Para ter chegado a essas conclusões, Lovelock, juntamente com a bióloga Lynn Margulis realizou pesquisas comparativas entre a atmosfera da Terra e a de outros planetas, afirmando que é a vida na Terra que cria as condições para a sua sobrevivência, e não o contrário, como as outras teorias sugerem.
Segunda a hipótese, a vida na Terra teria uma capacidade própria de controlar e manter as condições físicas e químicas propícias para ela através de mecanismos de retroalimentação. Assim, os fatores bióticos teriam o controle sobre os abióticos, proporcionando as condições ideais de sobrevivência para os seres vivos.
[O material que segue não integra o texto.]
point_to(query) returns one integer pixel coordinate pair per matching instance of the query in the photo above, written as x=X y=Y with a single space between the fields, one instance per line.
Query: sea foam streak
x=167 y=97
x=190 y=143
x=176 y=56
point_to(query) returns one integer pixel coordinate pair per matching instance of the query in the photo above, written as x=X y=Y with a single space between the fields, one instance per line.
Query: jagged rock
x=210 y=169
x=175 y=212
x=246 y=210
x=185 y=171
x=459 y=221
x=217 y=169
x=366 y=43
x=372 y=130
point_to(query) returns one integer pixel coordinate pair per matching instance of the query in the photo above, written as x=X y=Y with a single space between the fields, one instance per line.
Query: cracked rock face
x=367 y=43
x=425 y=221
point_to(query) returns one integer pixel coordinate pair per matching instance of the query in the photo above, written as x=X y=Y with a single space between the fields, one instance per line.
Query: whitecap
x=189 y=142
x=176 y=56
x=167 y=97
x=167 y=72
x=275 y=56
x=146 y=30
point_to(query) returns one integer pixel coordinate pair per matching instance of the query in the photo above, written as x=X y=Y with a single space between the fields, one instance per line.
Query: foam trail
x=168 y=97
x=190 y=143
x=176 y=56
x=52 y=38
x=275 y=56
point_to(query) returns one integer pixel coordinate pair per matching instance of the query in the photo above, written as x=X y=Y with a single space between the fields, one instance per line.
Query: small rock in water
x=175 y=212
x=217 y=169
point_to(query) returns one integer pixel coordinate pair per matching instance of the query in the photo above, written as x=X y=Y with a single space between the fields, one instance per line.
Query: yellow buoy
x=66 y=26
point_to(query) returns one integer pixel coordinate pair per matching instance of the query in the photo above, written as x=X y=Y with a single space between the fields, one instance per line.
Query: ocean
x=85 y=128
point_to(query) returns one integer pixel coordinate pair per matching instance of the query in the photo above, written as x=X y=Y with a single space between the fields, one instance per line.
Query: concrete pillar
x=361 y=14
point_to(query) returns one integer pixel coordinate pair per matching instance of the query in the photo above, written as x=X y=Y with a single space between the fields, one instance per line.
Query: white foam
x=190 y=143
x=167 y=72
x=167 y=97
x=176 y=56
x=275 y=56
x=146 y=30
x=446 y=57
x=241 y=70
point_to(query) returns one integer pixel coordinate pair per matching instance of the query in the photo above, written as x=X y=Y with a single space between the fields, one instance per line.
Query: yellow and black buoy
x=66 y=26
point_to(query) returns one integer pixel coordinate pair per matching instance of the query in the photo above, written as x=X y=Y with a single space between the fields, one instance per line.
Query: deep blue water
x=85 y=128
Para Lovalock, “a Terra precisa ser entendida e estudada como um sistema fisiológico fechado, da mesma forma que o médico estuda a interdependência das funções orgânicas do corpo humano”.
O nome "Gaia" é uma homenagem à deusa grega que representava a Terra na mitologia grega. Embora toda a comunidade científica concorde que os organismos influenciam o ambiente físico e por ele são influenciados, a maioria acha que não existe nenhuma forma de comprovar o fato do equilíbrio do planeta ser ajustado de forma tão perfeita pela ação dos organismos.
Vista com descrédito pela comunidade científica internacional, pois em muitos casos, processos físicos e químicos seriam mais importantes que os seres vivos, a teoria encontra alguns simpatizantes como grupos ecológicos, místicos e pesquisadores.